Existe uma coisa que seja essencialmente boa e outra má?

Para o filósofo inglês Thomas Hobbes (1588-1679), o ser humano é naturalmente mau, já o filósofo suíço Jean-Jacques Rousseau (1712-1778) acreditava que o ser humano era essencialmente bom e a sociedade o corrompia.

De acordo com o existencialismo, não há uma essência que defina cada pessoa antes de sua existência, mas cada um se constrói por meio de sua existência concreta, portanto uma pessoa não é naturalmente boa nem má, mas se tornará o que fizer de si. Nesta concepção os valores não nascem com as pessoas, mas são criados na relação com os outros e com o mundo.

Uma coisa é boa e outra é ruim? Assim avaliamos o valor de nossas experiências, nas relações que estabelecemos com as pessoas e com as coisas.

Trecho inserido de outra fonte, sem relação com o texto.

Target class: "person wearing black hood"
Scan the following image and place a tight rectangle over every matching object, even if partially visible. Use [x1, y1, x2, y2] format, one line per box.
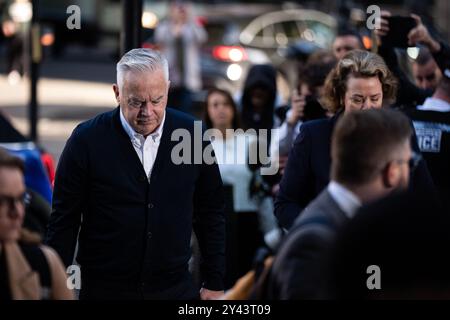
[239, 64, 279, 251]
[240, 64, 277, 132]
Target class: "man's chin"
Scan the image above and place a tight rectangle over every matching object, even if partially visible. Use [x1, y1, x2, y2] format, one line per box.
[136, 122, 158, 137]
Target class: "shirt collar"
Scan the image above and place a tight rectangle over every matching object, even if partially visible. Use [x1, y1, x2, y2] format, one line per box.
[327, 181, 361, 219]
[120, 108, 166, 145]
[417, 98, 450, 112]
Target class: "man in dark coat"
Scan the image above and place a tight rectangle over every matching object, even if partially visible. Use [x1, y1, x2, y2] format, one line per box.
[47, 49, 225, 299]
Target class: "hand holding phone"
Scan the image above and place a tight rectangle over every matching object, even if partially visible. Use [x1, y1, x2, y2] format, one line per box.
[381, 16, 416, 48]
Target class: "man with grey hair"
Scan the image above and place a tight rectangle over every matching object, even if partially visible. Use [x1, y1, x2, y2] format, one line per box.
[47, 49, 225, 299]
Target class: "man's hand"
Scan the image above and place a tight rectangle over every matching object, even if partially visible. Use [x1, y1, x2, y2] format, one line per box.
[375, 10, 391, 46]
[200, 288, 225, 300]
[408, 14, 441, 52]
[287, 90, 305, 126]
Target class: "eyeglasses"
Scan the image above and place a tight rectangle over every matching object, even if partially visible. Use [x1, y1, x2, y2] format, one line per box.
[0, 192, 31, 216]
[128, 97, 164, 109]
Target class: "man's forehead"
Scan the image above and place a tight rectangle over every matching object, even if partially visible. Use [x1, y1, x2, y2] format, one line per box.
[0, 167, 25, 194]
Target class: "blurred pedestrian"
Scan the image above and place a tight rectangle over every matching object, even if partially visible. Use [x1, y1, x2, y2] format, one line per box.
[275, 50, 434, 229]
[155, 0, 208, 112]
[269, 109, 418, 300]
[0, 148, 74, 301]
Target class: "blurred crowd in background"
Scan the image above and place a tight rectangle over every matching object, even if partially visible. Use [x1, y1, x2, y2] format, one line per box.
[0, 0, 450, 299]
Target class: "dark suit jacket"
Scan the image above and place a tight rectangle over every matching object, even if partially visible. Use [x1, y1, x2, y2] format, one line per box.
[275, 114, 436, 229]
[46, 108, 225, 299]
[269, 190, 349, 300]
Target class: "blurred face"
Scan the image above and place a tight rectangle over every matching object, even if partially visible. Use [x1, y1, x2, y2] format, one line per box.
[391, 140, 412, 190]
[170, 3, 187, 23]
[250, 88, 270, 113]
[412, 59, 442, 91]
[207, 92, 234, 129]
[113, 69, 170, 137]
[333, 35, 363, 60]
[344, 76, 383, 112]
[0, 167, 25, 241]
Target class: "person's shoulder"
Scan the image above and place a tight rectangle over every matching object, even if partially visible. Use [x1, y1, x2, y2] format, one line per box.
[73, 108, 118, 137]
[292, 189, 337, 230]
[300, 117, 336, 132]
[165, 108, 202, 130]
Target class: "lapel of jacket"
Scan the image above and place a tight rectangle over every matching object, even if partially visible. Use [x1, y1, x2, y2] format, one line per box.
[3, 242, 40, 300]
[150, 108, 175, 184]
[112, 107, 147, 180]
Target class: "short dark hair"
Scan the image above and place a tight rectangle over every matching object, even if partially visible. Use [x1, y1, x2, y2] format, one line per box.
[414, 48, 434, 66]
[0, 147, 25, 173]
[325, 191, 450, 300]
[335, 25, 364, 49]
[331, 109, 412, 184]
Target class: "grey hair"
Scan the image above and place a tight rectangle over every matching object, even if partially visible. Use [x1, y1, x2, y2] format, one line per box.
[116, 48, 169, 89]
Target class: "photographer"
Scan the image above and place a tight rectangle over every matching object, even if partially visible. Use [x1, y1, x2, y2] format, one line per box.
[375, 11, 450, 108]
[272, 51, 336, 161]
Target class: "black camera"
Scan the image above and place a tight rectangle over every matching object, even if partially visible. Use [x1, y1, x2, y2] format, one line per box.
[302, 95, 327, 121]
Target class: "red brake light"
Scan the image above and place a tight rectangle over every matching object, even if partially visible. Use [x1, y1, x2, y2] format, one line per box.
[41, 153, 55, 188]
[213, 46, 247, 62]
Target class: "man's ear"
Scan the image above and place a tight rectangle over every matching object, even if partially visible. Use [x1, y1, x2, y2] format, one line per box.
[113, 83, 120, 104]
[382, 162, 400, 188]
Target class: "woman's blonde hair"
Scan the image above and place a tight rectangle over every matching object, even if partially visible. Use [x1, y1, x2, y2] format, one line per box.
[321, 50, 397, 113]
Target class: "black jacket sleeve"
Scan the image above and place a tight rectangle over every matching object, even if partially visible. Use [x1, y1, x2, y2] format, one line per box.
[409, 124, 440, 203]
[194, 139, 225, 290]
[269, 226, 334, 300]
[45, 129, 87, 266]
[275, 126, 314, 229]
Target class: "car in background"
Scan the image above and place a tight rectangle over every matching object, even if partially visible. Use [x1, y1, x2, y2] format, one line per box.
[239, 9, 337, 88]
[0, 112, 55, 236]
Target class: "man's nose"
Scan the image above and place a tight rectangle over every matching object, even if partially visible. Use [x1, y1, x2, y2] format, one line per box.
[9, 201, 25, 219]
[141, 101, 153, 115]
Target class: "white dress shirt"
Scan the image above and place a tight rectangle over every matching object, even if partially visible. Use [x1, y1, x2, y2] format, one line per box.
[211, 134, 258, 212]
[417, 98, 450, 112]
[327, 181, 362, 219]
[120, 109, 166, 182]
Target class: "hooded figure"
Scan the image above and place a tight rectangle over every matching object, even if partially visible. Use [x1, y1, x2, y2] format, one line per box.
[241, 64, 277, 134]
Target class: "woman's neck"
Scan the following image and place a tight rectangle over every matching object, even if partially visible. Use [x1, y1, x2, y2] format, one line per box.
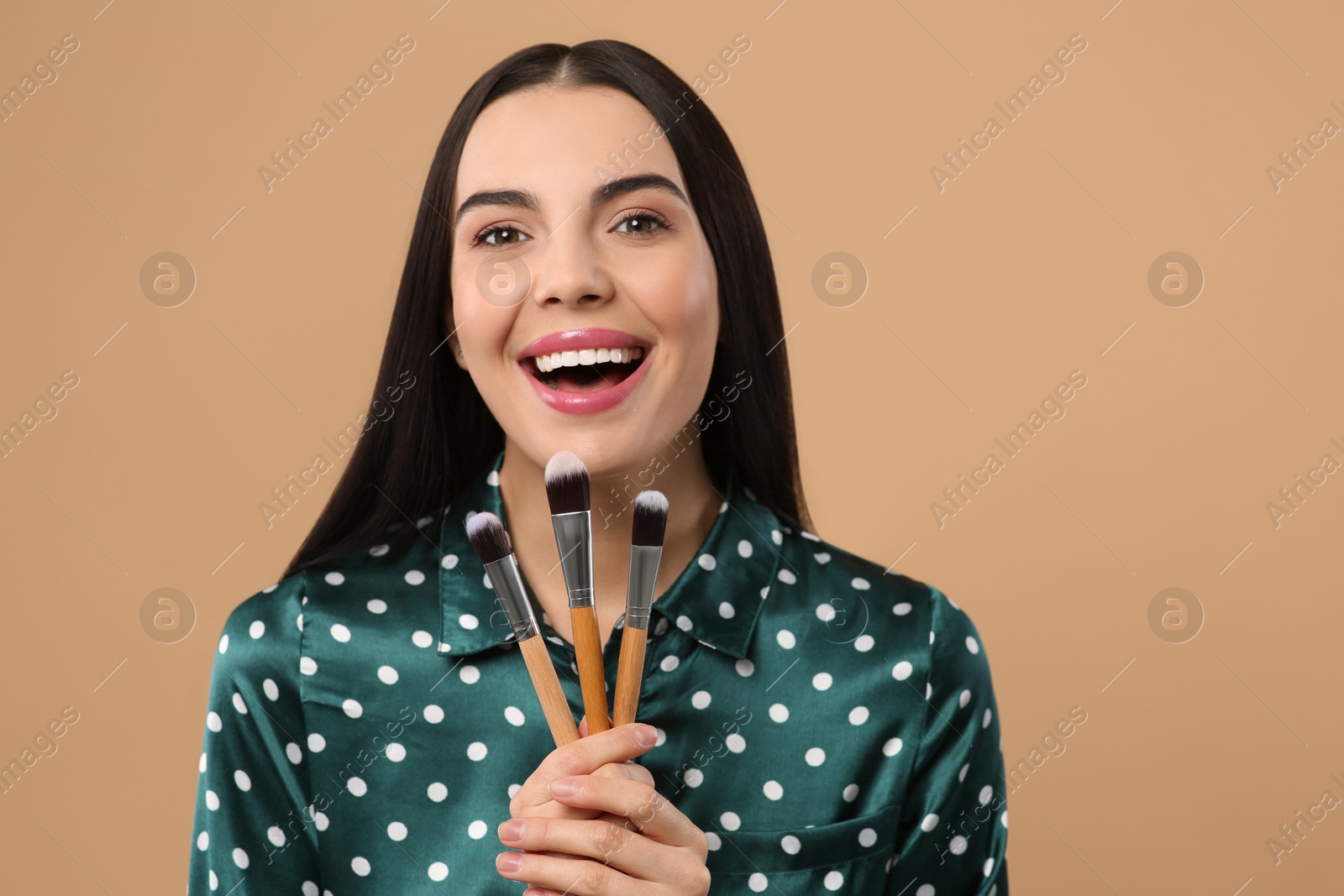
[500, 437, 722, 645]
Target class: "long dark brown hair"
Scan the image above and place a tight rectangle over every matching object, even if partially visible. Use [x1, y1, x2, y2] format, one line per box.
[285, 40, 811, 576]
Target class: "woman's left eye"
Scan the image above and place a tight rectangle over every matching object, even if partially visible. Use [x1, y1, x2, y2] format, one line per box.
[616, 212, 670, 233]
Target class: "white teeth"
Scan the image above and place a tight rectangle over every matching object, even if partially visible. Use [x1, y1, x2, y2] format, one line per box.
[533, 347, 643, 374]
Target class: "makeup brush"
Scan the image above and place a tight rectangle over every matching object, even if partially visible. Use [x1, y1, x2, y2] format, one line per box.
[546, 451, 612, 735]
[612, 490, 668, 726]
[466, 513, 580, 747]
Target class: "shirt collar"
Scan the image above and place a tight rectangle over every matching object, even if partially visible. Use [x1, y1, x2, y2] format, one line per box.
[438, 451, 788, 659]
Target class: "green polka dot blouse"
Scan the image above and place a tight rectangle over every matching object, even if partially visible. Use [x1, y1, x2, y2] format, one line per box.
[188, 453, 1008, 896]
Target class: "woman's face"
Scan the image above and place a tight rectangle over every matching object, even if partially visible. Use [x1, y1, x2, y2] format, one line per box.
[449, 81, 719, 475]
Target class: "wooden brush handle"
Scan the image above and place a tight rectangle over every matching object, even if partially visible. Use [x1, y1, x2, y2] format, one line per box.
[517, 636, 580, 747]
[612, 626, 649, 726]
[570, 605, 612, 735]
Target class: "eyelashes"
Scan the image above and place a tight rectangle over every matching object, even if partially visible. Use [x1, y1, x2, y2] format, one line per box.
[472, 211, 674, 249]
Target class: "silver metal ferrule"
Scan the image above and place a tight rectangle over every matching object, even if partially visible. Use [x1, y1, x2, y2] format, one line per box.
[625, 544, 663, 629]
[551, 511, 593, 610]
[486, 553, 536, 641]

Mas o que nos faz interpretar uma coisa como boa e outra como má? Existe uma concepção única do que seja bom ou ruim? Se sim, o que faz com que outras pessoas atribuam valores diferentes dos nossos às mesmas coisas e situações, tomando algo que para nós é bom como ruim?

Essas são perguntas relacionadas aos nossos valores, sobre o modo como são constituídos, como se desenvolvem e se modificam. Não há um conceito de bom ou de ruim previamente estabelecido, antes de nosso nascimento, pois os valores se diferem em cada povo, época e local. Para um índio pode ser comum andar seminu e fazer suas atividades cotidianas, já para um europeu é necessário que se vista uma roupa que possui características específicas, por exemplo.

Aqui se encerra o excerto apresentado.